Ach, denkt die alte Frau nach einem längeren Spaziergang im Park, eine Bank wäre jetzt schön. Wie gut, überlegt sie weiter, dass gleich der Spielplatz kommt, wo es besonders viele Bänke gibt.
Doch die alte Frau hat Pech. Wegen des für die Jahreszeit ungewöhnlich warmen Wetters ist nirgendwo etwas frei, und so steuert sie kurz entschlossen auf die nächstgelegene Bank zu, auf der eine junge Frau sitzt. Dabei weiß die alte Frau genau, dass sie nach den derzeit festgelegten Regeln eigentlich gar nicht fragen sollte, ob sie sich dazusetzen darf. Aber was soll man machen, wenn einem die Beine wehtun, und so tut sie es doch.

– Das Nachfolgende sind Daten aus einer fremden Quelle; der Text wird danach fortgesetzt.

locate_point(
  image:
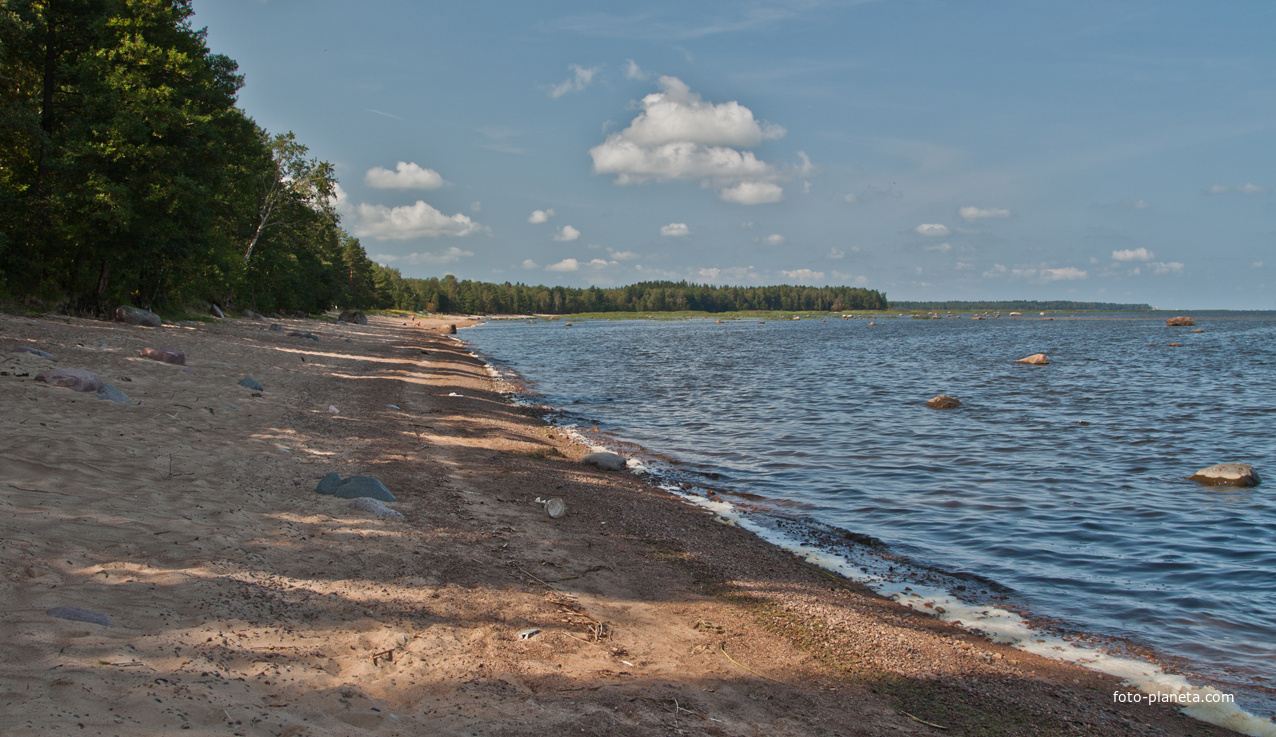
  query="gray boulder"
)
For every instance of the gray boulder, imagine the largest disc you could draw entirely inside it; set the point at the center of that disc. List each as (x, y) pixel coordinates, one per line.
(375, 508)
(74, 379)
(252, 384)
(137, 316)
(605, 460)
(112, 394)
(1228, 474)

Zu ihrer großen Erleichterung hat die junge Frau nichts dagegen und macht auch keine Anstalten, von ihr wegzurücken, obwohl beide keine Maske tragen. Auch das ist für die alte Frau ein ermutigendes Zeichen, aber sicherheitshalber belässt sie es nicht bei einem Dankeschön, sondern fügt hinzu: „Ich hoffe, dass ich Sie mit meiner Bitte jetzt nicht in Verlegenheit gebracht habe.“
Gänzlich unerwartet lacht die junge Frau kurz auf, aber es ist ein bitteres Lachen, das nach Resignation oder großem Kummer klingt. So ähnlich hört sich auch die Antwort der jungen Frau an, als sie sagt: „Du meine Güte, nein! Da machen Sie sich mal bloß keine Sorgen! Ich hab keine Angst vor einer Ansteckung, aber ich hab große Angst vor dem, was uns nach Corona blüht.“
„Wollen Sie damit sagen“, erwidert die von den heftig gesprochenen Worten leicht erschrockene alte Frau, „dass Sie die Maßnahmen für schlimmer halten als die Krankheit selbst?“ Noch während sie diese Frage stellt, merkt die alte Frau, dass sie heimlich auf eine Bestätigung hofft, weil das ihrer eigenen, aber von anderen zumeist nicht geteilten Sicht der Dinge entsprechen würde. Und sie wird nicht enttäuscht.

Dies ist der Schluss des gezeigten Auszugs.